2. Thomas Mun (1571 – 1641)
Menurut Mun negara akan menjadi makmur dengan cara yang sama seperti
yang ditempuh oleh sebuah keluarga dimana dengan penghematan dan menyimpan
uang lebih banyak ketimbang yang mereka keluarkan. Demikian juga negara dan
keluarga miskin jika terlalu menghamburkan uang. Selain itu, Mun berpedoman
untuk meningkatkan kekayaan suatu negara dilakukan dengan perdagangan
dimana nilai ekpor harus lebih besar dibandingkan dengan nilai impor.
3. Jean Baptiste Colbert (1619 – 1683)
Colbert memiliki paham bahwa hanya konstitusi dari sebuah harta perang yang
penting dapat menjaga kekayaan nasional, juga kemampuan untuk menakuti dan
mendominasi sebuah negara melalui kekuatan militernya. Ia juga membuat sebuah
kebijakan dimana orientasinya lebih mengarah pada kekuasaan dan kejayaan
negara bukan untuk memperkaya orang-perorangan.

4. Sir William Petty (1623 – 1687)


Petty memiliki pandangan yang berbeda dari tokoh-tokoh sebelumnya saat itu,
ia beranggapan bahwa arti pekerja (labor) jauh lebih penting daripada sumber daya
tanah (land).
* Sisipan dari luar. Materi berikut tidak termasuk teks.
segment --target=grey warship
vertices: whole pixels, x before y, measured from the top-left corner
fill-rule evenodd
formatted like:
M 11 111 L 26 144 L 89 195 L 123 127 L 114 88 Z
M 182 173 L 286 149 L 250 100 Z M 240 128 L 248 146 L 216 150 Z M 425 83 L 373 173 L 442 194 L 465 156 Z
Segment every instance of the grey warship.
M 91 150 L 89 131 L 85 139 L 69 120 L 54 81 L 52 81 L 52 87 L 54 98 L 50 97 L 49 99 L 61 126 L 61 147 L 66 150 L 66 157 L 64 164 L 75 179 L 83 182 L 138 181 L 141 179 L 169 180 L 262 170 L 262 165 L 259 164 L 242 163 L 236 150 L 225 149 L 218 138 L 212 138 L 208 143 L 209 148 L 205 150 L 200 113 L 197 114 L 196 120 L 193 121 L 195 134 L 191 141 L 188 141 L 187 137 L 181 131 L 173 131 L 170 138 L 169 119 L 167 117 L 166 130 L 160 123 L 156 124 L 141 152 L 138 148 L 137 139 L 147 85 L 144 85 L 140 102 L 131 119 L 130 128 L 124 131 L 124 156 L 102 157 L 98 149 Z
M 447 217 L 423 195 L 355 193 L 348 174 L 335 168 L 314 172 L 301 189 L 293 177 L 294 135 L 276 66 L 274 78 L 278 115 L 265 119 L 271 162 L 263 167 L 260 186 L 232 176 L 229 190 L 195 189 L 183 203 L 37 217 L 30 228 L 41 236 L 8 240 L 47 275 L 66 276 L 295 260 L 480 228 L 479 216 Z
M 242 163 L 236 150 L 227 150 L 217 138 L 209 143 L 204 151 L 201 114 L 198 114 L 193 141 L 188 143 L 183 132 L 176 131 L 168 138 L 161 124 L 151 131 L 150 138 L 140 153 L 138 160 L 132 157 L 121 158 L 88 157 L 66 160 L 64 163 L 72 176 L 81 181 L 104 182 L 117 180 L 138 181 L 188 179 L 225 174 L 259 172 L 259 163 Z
Bagi Petty, bukan jumlah hari kerja yang menentukan nilai suatu
barang, melainkan biaya yang diperlukan untuk menjaga agar pekerja tetap
melaksanakan pekerjaannya. Teori ini dituliskan dalam karyanya dalam buku yang
berjudul A Treatise of Taxes and Countribution (1662).

5. David Hume (1711 – 1776)


Dalam teorinya Hume sangat memperhatikan faktor keadilan, dan beranggapan
bahwa ketidakadilan akan memperlemah suatu negara. Setiap warga negara
seharusnya menikmati hasil kerjanya sesuai dengan kesempatan yang
diperolehnya. Jika tidak terjadi keadilan, maka kekayaan yang dimiliki oleh kaum
kaya akan didistribusikan bagi kaum miskin. Dengan cara inilah dianggap agar
faktor keadilan dapat terlaksana.

Kebijakan ekonomi paham merkantilisme ini lebih bersifat makro, hal ini
berhubungan dengan tujuan proteksi industri dalam negeri, dan menjaga rencana
perdaganagn yang dianggap menguntungkan, hal ini dilaksanakan dalam usaha
meningkatkan peranannya dalam perdagangan internasional dan memperluas
kolonialisme (Faruq dan Mulyanto 2017).
DAFTAR PUSTAKA
Faruq, Ubaid Al, dan Edi Mulyanto. 2017. Sejarah Teori-teori Ekonomi.
Pujiati, Amin. 2011. “Menuju Pemikiran Ekonomi Ideal: Tinjauan Filosofis dan
Empiris.” Fokus Ekonomi 10(2): 114–25.
Rahman, Albanjari Fakthur. 2017. “Pemikiran Ilmu Ekonomi (Analisis Komparatif
Ekonomi Masa Pra Klasik dan Masa Rasulullah).” Eksyar 04: 20–36.